"La razza umana è ancora la peggior bestia da preda"Questa è l'idea che ha ispirato il fondatore di questi
Mallevs Maleficarvm, il drummer
Marius Berendsen. E fedele ad essa non poteva trovare nome più adatto al combo teutonico: il "martello delle streghe" infatti è il libro che gronda più sangue dell'intera storia umana.
E quale genere più del black si presta a dare voce ad un concetto tanto potente e distruttivo? Nessuno, appunto.
Infatti questo
"Homo homini lupus", debut album della band e firmato
Noise Art Records, racchiude un processo di scrittura durato 5 anni ed è una summa di black metal fortemente velato di malinconia con aperture melodiche struggenti e rabbiose al tempo stesso.

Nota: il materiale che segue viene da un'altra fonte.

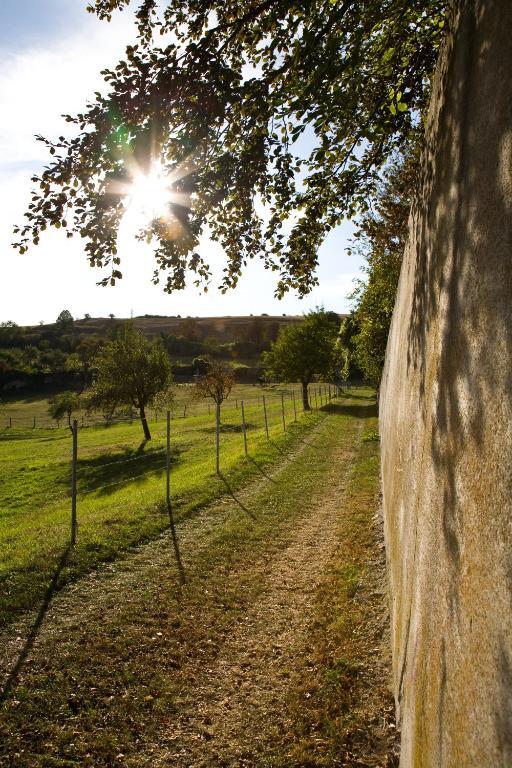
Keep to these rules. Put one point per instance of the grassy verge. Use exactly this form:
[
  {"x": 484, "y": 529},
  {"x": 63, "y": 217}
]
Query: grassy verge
[
  {"x": 121, "y": 486},
  {"x": 99, "y": 692}
]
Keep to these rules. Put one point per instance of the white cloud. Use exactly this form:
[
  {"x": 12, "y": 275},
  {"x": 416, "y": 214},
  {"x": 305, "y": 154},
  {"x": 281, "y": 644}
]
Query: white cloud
[{"x": 38, "y": 85}]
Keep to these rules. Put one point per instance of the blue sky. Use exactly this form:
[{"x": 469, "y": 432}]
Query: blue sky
[{"x": 51, "y": 53}]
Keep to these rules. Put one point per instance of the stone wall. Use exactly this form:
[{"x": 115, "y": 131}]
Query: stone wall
[{"x": 446, "y": 415}]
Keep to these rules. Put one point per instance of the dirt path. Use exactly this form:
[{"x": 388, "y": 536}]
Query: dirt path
[
  {"x": 237, "y": 709},
  {"x": 239, "y": 667}
]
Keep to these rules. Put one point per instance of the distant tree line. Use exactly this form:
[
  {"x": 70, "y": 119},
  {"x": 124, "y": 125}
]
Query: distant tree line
[{"x": 59, "y": 355}]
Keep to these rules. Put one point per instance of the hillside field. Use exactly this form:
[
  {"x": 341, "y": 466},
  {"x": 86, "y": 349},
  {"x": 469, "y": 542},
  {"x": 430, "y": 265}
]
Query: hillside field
[{"x": 121, "y": 480}]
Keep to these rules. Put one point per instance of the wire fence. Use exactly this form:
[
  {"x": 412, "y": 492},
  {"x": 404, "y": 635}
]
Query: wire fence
[{"x": 181, "y": 409}]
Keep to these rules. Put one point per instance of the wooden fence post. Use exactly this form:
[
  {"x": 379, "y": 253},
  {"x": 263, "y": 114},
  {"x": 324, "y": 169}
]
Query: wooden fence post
[
  {"x": 244, "y": 428},
  {"x": 74, "y": 430},
  {"x": 168, "y": 467},
  {"x": 265, "y": 414},
  {"x": 181, "y": 570}
]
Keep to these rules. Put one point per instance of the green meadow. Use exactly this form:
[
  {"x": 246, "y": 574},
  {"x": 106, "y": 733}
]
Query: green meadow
[{"x": 121, "y": 482}]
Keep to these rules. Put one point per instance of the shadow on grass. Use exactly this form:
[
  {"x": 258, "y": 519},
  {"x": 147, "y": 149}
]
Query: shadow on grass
[
  {"x": 236, "y": 499},
  {"x": 53, "y": 587},
  {"x": 104, "y": 474},
  {"x": 261, "y": 470},
  {"x": 176, "y": 546},
  {"x": 353, "y": 396},
  {"x": 231, "y": 428}
]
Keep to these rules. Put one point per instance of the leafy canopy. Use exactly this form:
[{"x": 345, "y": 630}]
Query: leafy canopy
[
  {"x": 305, "y": 350},
  {"x": 294, "y": 104}
]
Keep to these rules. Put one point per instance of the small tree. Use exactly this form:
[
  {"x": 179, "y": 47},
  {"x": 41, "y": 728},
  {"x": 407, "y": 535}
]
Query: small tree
[
  {"x": 303, "y": 351},
  {"x": 130, "y": 370},
  {"x": 201, "y": 366},
  {"x": 65, "y": 320},
  {"x": 164, "y": 400},
  {"x": 64, "y": 404},
  {"x": 216, "y": 385}
]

Gli amanti del black più tradizionale ovviamente storceranno il naso e probabilmente interromperanno qui la lettura, per gli altri invece qualche spunto a mio avviso molto interessante si trova.
L'opener
"Homo homini lupus" parte subito con un tiro deciso, blast beats come da copione ed uno screaming ispirato di
Robert Dahn; le chitarre fanno la parte del leone ma non con un suono gelido e impastato come si potrebbe pensare bensì con toni gravi e quasi doom in alcuni fraseggi.
La successiva
"Der Widerchrist" invece rallenta inizialmente dando molto spazio a passaggi prettamente strumentali intervallati da momenti di assalti sonori furiosi,
"Under the red sky" e
"A blaze at dawn" rivelano l'anima più malinconica ed intimamente pessimista dei
Mallevs Maleficarvm utilizzando per parti sinfoniche per accentuare un mood disperato.
Ecco, se dovessi trovare il difetto più evidente della release indicherei senza dubbio una certa ridondanza e ripetitività nelle soluzioni proposte che a lungo andare rendono l'ascolto meno fluido rispetto all'inizio del lavoro.

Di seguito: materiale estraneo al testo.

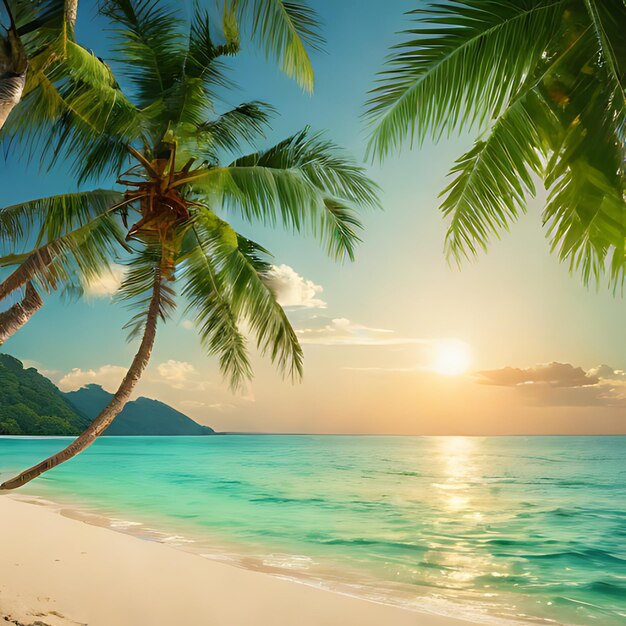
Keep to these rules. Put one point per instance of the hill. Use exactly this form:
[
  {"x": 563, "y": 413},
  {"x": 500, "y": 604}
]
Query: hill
[
  {"x": 139, "y": 417},
  {"x": 31, "y": 405}
]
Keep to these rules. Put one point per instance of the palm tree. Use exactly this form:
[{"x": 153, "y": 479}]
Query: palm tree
[
  {"x": 39, "y": 56},
  {"x": 68, "y": 86},
  {"x": 543, "y": 82},
  {"x": 37, "y": 51},
  {"x": 167, "y": 148}
]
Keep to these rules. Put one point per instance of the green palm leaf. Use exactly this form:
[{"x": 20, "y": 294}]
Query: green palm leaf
[
  {"x": 285, "y": 30},
  {"x": 455, "y": 67}
]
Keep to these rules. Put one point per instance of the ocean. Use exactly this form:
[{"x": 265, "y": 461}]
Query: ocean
[{"x": 506, "y": 530}]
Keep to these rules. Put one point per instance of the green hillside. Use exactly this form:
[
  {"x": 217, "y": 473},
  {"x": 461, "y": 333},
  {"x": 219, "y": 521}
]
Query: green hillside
[{"x": 31, "y": 405}]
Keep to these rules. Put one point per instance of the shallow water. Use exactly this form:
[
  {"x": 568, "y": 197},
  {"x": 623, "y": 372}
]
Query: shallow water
[{"x": 526, "y": 529}]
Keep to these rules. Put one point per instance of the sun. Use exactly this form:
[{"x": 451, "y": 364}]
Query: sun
[{"x": 452, "y": 358}]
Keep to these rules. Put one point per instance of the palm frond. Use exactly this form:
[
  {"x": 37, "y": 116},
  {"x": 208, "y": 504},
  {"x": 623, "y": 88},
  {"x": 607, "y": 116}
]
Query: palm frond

"He shall bring no light" riprende nel songwriting (molto ispirato) le tematiche di
"Der widerchrist" sulle conseguenze di una società fortemente Cristo-centrica,
"Sieben sonnen",
"Event Horizon" e
"War" invece raccontano dell'impatto devastante dell'uomo sulla natura che lo circonda.

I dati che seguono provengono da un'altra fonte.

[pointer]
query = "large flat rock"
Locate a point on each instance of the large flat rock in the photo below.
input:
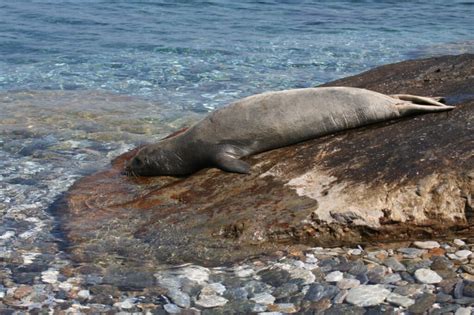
(393, 181)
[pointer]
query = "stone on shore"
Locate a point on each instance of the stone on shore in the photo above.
(398, 180)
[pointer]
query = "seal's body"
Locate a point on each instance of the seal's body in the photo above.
(271, 120)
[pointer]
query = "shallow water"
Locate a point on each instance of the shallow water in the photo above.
(82, 82)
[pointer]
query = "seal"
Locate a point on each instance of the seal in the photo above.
(271, 120)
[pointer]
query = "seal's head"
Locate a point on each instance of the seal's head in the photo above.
(155, 160)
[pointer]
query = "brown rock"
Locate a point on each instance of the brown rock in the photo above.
(398, 180)
(22, 292)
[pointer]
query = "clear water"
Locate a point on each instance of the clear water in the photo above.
(201, 54)
(62, 64)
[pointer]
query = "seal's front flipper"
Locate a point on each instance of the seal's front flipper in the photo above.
(228, 163)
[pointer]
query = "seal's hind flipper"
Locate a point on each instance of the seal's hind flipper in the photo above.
(407, 108)
(435, 101)
(228, 163)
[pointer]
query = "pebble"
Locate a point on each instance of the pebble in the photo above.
(463, 311)
(400, 300)
(392, 278)
(423, 303)
(263, 298)
(179, 298)
(301, 273)
(345, 284)
(459, 242)
(426, 244)
(427, 276)
(411, 252)
(172, 308)
(84, 294)
(355, 252)
(286, 308)
(126, 304)
(394, 264)
(334, 276)
(318, 291)
(468, 289)
(286, 290)
(210, 301)
(50, 276)
(463, 254)
(367, 295)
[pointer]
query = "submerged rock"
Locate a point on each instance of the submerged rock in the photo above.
(397, 180)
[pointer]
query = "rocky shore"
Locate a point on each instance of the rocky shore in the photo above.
(250, 255)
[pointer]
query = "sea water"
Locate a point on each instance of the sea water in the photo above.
(83, 81)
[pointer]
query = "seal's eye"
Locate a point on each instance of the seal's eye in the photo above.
(137, 161)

Chiude il lavoro la lunghissima (forse troppo)
"Mors ultima ratio" che con i suoi quasi 9 minuti totalmente strumentali ha il pregio di evidenziare tutte le (grandi) capacità del gruppo ma, nel contempo, ne rende palese la non completa maturità artistica.
Il materiale su cui lavorare è ottimo ed abbondante nei
Mallevs Maleficarvm, ed anche se il nostro gran cerimoniere del metallo nero Beppe "Dopecity" Caldarone probabilmente lo bollerà come album da mammolette, mi sento di consigliare a tutti di ascoltare senza pregiudizi questo
"Homo homini lupus": potrebbe piacere più di quanto siate disposti ad ammettere.